Quelles réformes proposerez-vous lors de cette convention de l’UMP ?
L’une de nos propositions-phares, qui aurait permis d’éviter la crise du CPE, sera d’inscrire dans la loi que la priorité soit donnée aux partenaires sociaux pour traiter des questions sociales. S’ils ne se mettent pas d’accord, le gouvernement et le parlement auront toute légitimité à prendre les choses en main. Autre proposition majeure : prévoir par la loi un vote à bulletins secrets à la fin de la première semaine de conflit dans les universités, les entreprises et les administrations pour s’assurer si la grève est majoritaire ou non. Je proposerai aussi le non-remplacement d’un fonctionnaire partant à la retraite sur deux. C’est indispensable si on veut réduire notre endettement

La flexibilité peut-elle être perçue comme juste par les Français ?
J’en suis sûr. On doit donner davantage de flexibilité aux entreprises, mais dans un rapport gagnant-gagnant. La CGT elle-même travaille sur le thème de la sécurité sociale professionnelle que j’ai développé. Les Français voient bien que le monde change ! Raison de plus pour faire attention à la justice des réformes. Si les chefs d’entreprises veulent pouvoir adapter leurs effectifs à la réalité des carnets de commandes, il faut que les salariés en reçoivent la contrepartie. Je suis pour qu’on encadre les procédures de licenciement, qu’elles ne puissent pas dépasser six mois, et qu’en échange on augmente les indemnités de licenciement, les obligations de formation au bénéfice du salarié et l’accompagnement vers la reprise d’un emploi. On peut parfaitement trouver une solution qui donne de la flexibilité aux entreprises et de la sécurité aux salariés.

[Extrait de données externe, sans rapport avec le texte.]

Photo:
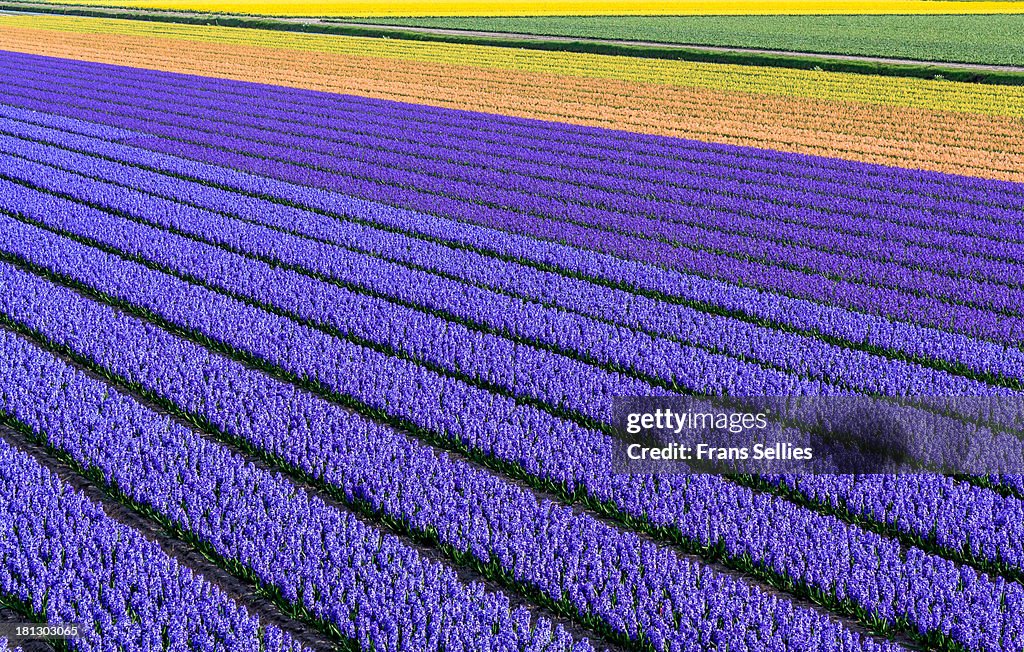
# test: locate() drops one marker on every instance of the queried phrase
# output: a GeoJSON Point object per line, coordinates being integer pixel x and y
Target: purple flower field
{"type": "Point", "coordinates": [348, 364]}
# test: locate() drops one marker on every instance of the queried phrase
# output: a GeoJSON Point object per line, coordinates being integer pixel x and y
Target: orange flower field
{"type": "Point", "coordinates": [954, 141]}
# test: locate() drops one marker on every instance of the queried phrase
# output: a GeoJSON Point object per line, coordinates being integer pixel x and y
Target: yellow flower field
{"type": "Point", "coordinates": [568, 7]}
{"type": "Point", "coordinates": [915, 93]}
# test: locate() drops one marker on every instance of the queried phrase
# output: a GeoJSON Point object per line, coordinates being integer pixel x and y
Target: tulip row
{"type": "Point", "coordinates": [891, 135]}
{"type": "Point", "coordinates": [572, 458]}
{"type": "Point", "coordinates": [953, 515]}
{"type": "Point", "coordinates": [629, 215]}
{"type": "Point", "coordinates": [445, 343]}
{"type": "Point", "coordinates": [311, 300]}
{"type": "Point", "coordinates": [372, 318]}
{"type": "Point", "coordinates": [568, 149]}
{"type": "Point", "coordinates": [633, 588]}
{"type": "Point", "coordinates": [805, 355]}
{"type": "Point", "coordinates": [371, 587]}
{"type": "Point", "coordinates": [467, 139]}
{"type": "Point", "coordinates": [923, 94]}
{"type": "Point", "coordinates": [452, 199]}
{"type": "Point", "coordinates": [62, 555]}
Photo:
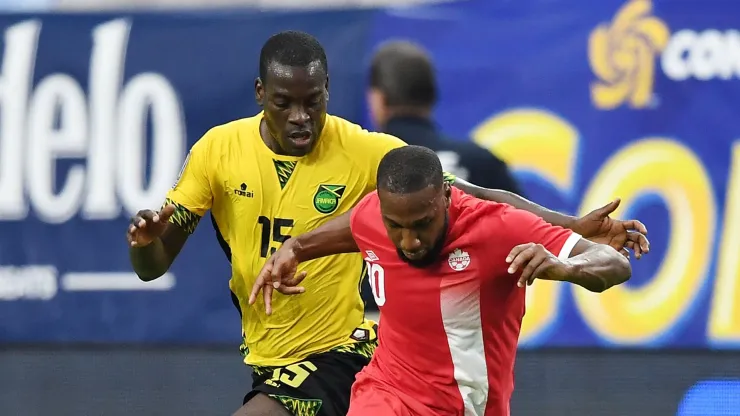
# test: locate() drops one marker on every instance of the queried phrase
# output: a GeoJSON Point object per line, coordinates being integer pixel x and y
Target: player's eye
{"type": "Point", "coordinates": [420, 225]}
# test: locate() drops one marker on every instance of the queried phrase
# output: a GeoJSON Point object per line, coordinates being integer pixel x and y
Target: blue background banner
{"type": "Point", "coordinates": [623, 98]}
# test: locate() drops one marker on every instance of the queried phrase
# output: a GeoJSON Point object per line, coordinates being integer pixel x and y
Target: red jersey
{"type": "Point", "coordinates": [448, 332]}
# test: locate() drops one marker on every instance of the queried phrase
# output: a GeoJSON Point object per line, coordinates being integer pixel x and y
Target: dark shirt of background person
{"type": "Point", "coordinates": [401, 99]}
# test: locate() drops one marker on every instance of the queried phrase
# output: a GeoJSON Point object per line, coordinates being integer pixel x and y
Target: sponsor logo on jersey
{"type": "Point", "coordinates": [326, 199]}
{"type": "Point", "coordinates": [459, 260]}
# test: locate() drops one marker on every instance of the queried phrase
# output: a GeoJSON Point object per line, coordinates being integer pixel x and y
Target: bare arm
{"type": "Point", "coordinates": [153, 260]}
{"type": "Point", "coordinates": [154, 242]}
{"type": "Point", "coordinates": [597, 267]}
{"type": "Point", "coordinates": [332, 237]}
{"type": "Point", "coordinates": [597, 225]}
{"type": "Point", "coordinates": [516, 201]}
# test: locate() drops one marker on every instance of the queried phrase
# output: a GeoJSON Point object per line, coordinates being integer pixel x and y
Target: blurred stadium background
{"type": "Point", "coordinates": [586, 100]}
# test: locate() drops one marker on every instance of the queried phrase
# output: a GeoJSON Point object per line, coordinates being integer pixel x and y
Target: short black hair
{"type": "Point", "coordinates": [403, 71]}
{"type": "Point", "coordinates": [409, 169]}
{"type": "Point", "coordinates": [292, 48]}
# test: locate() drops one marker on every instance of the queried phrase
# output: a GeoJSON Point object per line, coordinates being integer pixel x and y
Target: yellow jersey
{"type": "Point", "coordinates": [258, 199]}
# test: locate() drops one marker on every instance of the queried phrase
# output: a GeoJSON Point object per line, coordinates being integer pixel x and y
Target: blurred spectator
{"type": "Point", "coordinates": [401, 98]}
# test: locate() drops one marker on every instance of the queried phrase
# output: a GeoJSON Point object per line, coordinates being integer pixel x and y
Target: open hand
{"type": "Point", "coordinates": [147, 225]}
{"type": "Point", "coordinates": [278, 273]}
{"type": "Point", "coordinates": [621, 235]}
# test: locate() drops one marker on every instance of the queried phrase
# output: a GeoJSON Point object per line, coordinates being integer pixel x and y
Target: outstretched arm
{"type": "Point", "coordinates": [333, 237]}
{"type": "Point", "coordinates": [516, 201]}
{"type": "Point", "coordinates": [597, 226]}
{"type": "Point", "coordinates": [280, 271]}
{"type": "Point", "coordinates": [595, 267]}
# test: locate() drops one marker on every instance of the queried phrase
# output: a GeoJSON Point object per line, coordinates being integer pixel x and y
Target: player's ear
{"type": "Point", "coordinates": [326, 89]}
{"type": "Point", "coordinates": [259, 92]}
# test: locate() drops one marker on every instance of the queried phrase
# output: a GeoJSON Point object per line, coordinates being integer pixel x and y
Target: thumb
{"type": "Point", "coordinates": [608, 208]}
{"type": "Point", "coordinates": [166, 212]}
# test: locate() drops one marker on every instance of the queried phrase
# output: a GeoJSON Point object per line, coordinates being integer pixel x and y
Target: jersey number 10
{"type": "Point", "coordinates": [376, 275]}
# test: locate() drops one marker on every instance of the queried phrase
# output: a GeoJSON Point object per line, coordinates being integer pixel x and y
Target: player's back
{"type": "Point", "coordinates": [448, 332]}
{"type": "Point", "coordinates": [260, 199]}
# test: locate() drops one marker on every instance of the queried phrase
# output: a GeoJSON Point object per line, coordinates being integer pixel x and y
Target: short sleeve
{"type": "Point", "coordinates": [526, 227]}
{"type": "Point", "coordinates": [359, 214]}
{"type": "Point", "coordinates": [192, 195]}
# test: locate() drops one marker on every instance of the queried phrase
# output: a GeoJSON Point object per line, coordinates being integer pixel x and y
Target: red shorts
{"type": "Point", "coordinates": [370, 397]}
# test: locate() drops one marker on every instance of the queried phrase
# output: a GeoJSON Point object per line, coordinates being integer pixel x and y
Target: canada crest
{"type": "Point", "coordinates": [459, 260]}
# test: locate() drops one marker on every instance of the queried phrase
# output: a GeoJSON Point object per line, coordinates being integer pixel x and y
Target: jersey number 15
{"type": "Point", "coordinates": [272, 231]}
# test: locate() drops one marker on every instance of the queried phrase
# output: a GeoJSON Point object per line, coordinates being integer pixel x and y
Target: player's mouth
{"type": "Point", "coordinates": [415, 255]}
{"type": "Point", "coordinates": [301, 139]}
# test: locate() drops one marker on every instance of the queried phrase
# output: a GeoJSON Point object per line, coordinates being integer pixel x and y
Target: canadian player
{"type": "Point", "coordinates": [448, 272]}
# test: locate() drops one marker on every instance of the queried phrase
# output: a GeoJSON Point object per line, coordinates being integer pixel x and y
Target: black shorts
{"type": "Point", "coordinates": [320, 385]}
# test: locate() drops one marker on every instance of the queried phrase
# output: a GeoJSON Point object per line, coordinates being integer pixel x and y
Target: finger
{"type": "Point", "coordinates": [530, 268]}
{"type": "Point", "coordinates": [267, 296]}
{"type": "Point", "coordinates": [165, 213]}
{"type": "Point", "coordinates": [290, 290]}
{"type": "Point", "coordinates": [642, 241]}
{"type": "Point", "coordinates": [521, 260]}
{"type": "Point", "coordinates": [280, 271]}
{"type": "Point", "coordinates": [296, 280]}
{"type": "Point", "coordinates": [630, 244]}
{"type": "Point", "coordinates": [516, 250]}
{"type": "Point", "coordinates": [608, 208]}
{"type": "Point", "coordinates": [635, 225]}
{"type": "Point", "coordinates": [259, 283]}
{"type": "Point", "coordinates": [144, 218]}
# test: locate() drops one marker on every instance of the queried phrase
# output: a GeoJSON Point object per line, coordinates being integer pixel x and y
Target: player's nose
{"type": "Point", "coordinates": [410, 240]}
{"type": "Point", "coordinates": [299, 116]}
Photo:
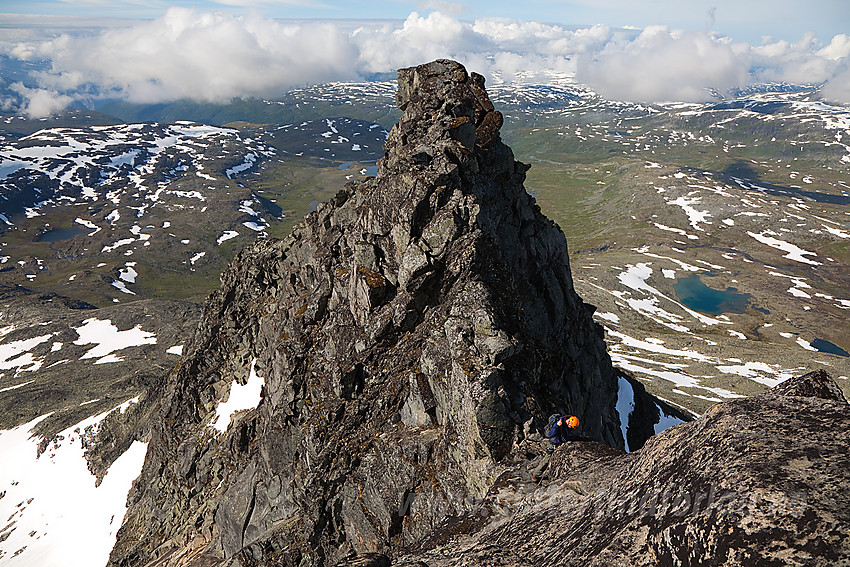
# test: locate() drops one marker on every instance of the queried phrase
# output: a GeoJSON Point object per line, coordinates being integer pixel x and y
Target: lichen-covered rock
{"type": "Point", "coordinates": [759, 481]}
{"type": "Point", "coordinates": [410, 333]}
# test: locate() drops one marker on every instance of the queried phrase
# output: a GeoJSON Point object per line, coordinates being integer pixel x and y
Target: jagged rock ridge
{"type": "Point", "coordinates": [410, 333]}
{"type": "Point", "coordinates": [758, 481]}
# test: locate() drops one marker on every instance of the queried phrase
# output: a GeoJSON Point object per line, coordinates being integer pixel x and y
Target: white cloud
{"type": "Point", "coordinates": [664, 65]}
{"type": "Point", "coordinates": [217, 57]}
{"type": "Point", "coordinates": [838, 87]}
{"type": "Point", "coordinates": [41, 102]}
{"type": "Point", "coordinates": [212, 57]}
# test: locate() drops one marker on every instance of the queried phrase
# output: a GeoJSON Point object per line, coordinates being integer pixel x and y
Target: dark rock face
{"type": "Point", "coordinates": [758, 481]}
{"type": "Point", "coordinates": [648, 412]}
{"type": "Point", "coordinates": [411, 334]}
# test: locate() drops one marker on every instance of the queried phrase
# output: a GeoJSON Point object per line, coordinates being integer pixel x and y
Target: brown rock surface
{"type": "Point", "coordinates": [411, 333]}
{"type": "Point", "coordinates": [761, 481]}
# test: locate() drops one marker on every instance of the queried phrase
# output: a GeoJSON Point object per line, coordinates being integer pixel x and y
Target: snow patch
{"type": "Point", "coordinates": [625, 406]}
{"type": "Point", "coordinates": [108, 338]}
{"type": "Point", "coordinates": [241, 397]}
{"type": "Point", "coordinates": [56, 513]}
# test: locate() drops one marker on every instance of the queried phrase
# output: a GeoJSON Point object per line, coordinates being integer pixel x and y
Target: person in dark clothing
{"type": "Point", "coordinates": [563, 429]}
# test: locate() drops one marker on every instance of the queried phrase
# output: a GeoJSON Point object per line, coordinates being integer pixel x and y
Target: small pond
{"type": "Point", "coordinates": [694, 294]}
{"type": "Point", "coordinates": [831, 348]}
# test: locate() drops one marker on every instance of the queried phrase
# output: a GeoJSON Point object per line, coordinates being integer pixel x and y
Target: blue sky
{"type": "Point", "coordinates": [743, 20]}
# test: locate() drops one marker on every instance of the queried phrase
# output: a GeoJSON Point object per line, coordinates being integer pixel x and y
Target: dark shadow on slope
{"type": "Point", "coordinates": [743, 175]}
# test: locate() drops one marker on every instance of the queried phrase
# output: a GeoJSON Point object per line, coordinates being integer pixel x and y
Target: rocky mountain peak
{"type": "Point", "coordinates": [403, 341]}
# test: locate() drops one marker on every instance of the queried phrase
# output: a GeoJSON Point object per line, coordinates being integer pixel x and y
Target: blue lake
{"type": "Point", "coordinates": [694, 294]}
{"type": "Point", "coordinates": [831, 348]}
{"type": "Point", "coordinates": [59, 234]}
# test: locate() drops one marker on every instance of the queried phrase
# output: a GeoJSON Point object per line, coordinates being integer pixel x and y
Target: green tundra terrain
{"type": "Point", "coordinates": [712, 238]}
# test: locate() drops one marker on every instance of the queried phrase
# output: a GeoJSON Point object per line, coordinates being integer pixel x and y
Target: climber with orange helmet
{"type": "Point", "coordinates": [560, 429]}
{"type": "Point", "coordinates": [563, 430]}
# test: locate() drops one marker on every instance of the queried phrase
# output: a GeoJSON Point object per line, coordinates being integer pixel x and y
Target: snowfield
{"type": "Point", "coordinates": [53, 511]}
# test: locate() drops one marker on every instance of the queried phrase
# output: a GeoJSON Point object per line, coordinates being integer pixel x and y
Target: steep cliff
{"type": "Point", "coordinates": [405, 339]}
{"type": "Point", "coordinates": [758, 481]}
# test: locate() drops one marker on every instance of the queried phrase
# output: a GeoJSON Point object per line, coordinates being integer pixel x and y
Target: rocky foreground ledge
{"type": "Point", "coordinates": [395, 352]}
{"type": "Point", "coordinates": [760, 481]}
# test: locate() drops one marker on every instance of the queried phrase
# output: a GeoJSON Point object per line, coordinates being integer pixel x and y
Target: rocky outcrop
{"type": "Point", "coordinates": [759, 481]}
{"type": "Point", "coordinates": [410, 334]}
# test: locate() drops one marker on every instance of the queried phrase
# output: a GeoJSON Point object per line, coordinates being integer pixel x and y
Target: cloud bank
{"type": "Point", "coordinates": [218, 57]}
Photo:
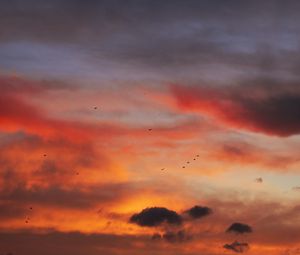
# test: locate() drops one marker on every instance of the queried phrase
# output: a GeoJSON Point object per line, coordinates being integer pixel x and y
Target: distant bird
{"type": "Point", "coordinates": [259, 180]}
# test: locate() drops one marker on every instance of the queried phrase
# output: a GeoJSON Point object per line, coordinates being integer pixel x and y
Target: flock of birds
{"type": "Point", "coordinates": [236, 246]}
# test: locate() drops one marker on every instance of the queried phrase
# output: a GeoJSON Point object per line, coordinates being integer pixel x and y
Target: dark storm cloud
{"type": "Point", "coordinates": [237, 247]}
{"type": "Point", "coordinates": [176, 236]}
{"type": "Point", "coordinates": [197, 212]}
{"type": "Point", "coordinates": [239, 228]}
{"type": "Point", "coordinates": [181, 33]}
{"type": "Point", "coordinates": [155, 216]}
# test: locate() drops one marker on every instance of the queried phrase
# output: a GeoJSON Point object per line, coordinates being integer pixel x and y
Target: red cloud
{"type": "Point", "coordinates": [269, 110]}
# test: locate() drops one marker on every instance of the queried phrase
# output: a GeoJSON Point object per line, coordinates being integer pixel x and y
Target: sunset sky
{"type": "Point", "coordinates": [149, 127]}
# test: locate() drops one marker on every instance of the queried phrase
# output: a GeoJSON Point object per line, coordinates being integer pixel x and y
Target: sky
{"type": "Point", "coordinates": [143, 127]}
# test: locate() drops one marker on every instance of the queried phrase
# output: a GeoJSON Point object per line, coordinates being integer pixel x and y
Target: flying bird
{"type": "Point", "coordinates": [259, 180]}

Vous avez dit qu’il n’était pas question pour vous de quitter le gouvernement pendant la crise. Mais après ?
Mon calendrier n’a pas changé. L’UMP choisira son candidat en janvier 2007. D’ici-là, la priorité est au travail.

Que va pouvoir faire le gouvernement dans les 13 prochains mois ?
Beaucoup de choses. J’ai proposé au premier ministre que nous présentions ensemble début mai le texte sur l’immigration. C’est un sujet majeur qui engage l’identité de la France. Je souhaite aussi, pour la fin mai, que nous mettions en œuvre pour la première fois dans l’histoire de la République, une politique de prévention de la délinquance, avec des sujets très lourds, comme la réforme de l’ordonnance de 1945 sur les mineurs, dont ce qui vient de se passer avec les casseurs montre d’ailleurs l’urgence. Songez que sur 80 mandats de dépôts à la suite des dernières manifestations, un seul mineur a été mis en situation d’enfermement ! Croyez-moi, 2006 sera une année utile.

Interview : les raisons d’un report
Je dois être responsable. C’est la raison pour laquelle j’ai différé l’interview du Figaro. Je m’en excuse auprès de ses lecteurs, mais j’ai pensé que je ne pouvais prendre la parole publiquement qu’une fois que nous nous serions mis tous d’accord sur un scénario de sortie de crise. C’était ma contribution à l’unité, et je ne le regrette pas.